Coupe de France

L'île-de-France privilégiée par l'état

Après avoir donné les rênes du transport aux régions, l'Etat s'était quasiment retiré du financement des transports urbains. Il s'est de nouveau invité dans les débats en juin dernier, Nicolas Sarkozy annonçant dans un premier temps un plan de 35 mil...

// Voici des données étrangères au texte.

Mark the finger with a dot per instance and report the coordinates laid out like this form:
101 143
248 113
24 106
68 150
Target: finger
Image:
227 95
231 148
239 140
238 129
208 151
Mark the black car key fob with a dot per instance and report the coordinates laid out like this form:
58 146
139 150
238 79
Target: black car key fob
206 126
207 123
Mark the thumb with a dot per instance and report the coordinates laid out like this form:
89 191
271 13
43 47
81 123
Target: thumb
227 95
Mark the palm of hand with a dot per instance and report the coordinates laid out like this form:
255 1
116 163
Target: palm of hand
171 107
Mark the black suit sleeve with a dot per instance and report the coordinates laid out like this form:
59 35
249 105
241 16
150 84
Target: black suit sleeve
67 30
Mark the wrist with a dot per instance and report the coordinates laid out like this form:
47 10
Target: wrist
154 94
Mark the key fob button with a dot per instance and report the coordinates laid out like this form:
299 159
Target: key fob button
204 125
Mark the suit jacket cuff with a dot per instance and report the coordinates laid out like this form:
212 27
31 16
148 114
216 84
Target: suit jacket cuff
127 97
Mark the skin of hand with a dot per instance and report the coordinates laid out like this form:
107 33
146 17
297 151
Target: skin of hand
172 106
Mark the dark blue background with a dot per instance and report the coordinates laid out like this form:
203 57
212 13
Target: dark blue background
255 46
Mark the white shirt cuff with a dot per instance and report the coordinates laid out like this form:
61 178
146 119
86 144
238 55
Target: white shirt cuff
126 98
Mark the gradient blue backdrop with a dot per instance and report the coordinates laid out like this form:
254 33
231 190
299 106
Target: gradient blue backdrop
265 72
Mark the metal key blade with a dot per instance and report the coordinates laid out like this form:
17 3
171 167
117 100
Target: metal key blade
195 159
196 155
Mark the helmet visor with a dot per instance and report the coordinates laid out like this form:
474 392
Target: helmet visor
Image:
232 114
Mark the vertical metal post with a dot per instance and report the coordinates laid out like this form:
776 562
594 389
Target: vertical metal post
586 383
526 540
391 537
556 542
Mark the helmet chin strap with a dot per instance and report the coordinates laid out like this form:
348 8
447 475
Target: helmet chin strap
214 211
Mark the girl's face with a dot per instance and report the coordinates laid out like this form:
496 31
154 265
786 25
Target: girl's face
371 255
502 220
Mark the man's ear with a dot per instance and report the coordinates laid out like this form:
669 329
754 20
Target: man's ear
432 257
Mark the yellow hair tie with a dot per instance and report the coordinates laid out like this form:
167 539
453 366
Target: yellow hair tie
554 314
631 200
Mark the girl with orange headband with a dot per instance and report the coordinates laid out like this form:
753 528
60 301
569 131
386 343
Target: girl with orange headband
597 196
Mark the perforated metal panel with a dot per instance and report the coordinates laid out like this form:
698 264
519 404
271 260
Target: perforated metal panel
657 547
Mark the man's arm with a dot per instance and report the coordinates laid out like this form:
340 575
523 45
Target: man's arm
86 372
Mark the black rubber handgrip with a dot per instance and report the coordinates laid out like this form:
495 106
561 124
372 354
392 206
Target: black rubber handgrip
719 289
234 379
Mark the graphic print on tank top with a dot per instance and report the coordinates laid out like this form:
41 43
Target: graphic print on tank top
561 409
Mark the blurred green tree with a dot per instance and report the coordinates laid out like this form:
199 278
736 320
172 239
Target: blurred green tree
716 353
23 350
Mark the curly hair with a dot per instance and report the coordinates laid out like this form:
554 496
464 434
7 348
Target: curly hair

Après avoir donné les rênes du transport aux régions, l'Etat s'était quasiment retiré du financement des transports urbains. Il s'est de nouveau invité dans les débats en juin dernier, Nicolas Sarkozy annonçant dans un premier temps un plan de 35 milliards d'euros pour les transports dans le cadre du futur Grand Paris, et... 2,5 milliards (contre 4 milliards attendus) pour les collectivités hors Ile-de-France. De Marseille à Lille, cet arbitrage a fait hurler. « C'est la négation de trente ans de politique de décentralisation. Pour Sarkozy, en dehors de Paris c'est le désert », s'insurge Bernard Rivalta, président du Sytral, Syndicat mixte des transports pour le Rhône et l'agglomération lyonnaise. « A Lyon, on a reçu 28 millions d'euros, dont 5,5 millions pour un prolongement de métro qui coûte 220 millions. Heureusement que cela fait longtemps que je ne compte plus sur les subventions de l'Etat. » W

M. B.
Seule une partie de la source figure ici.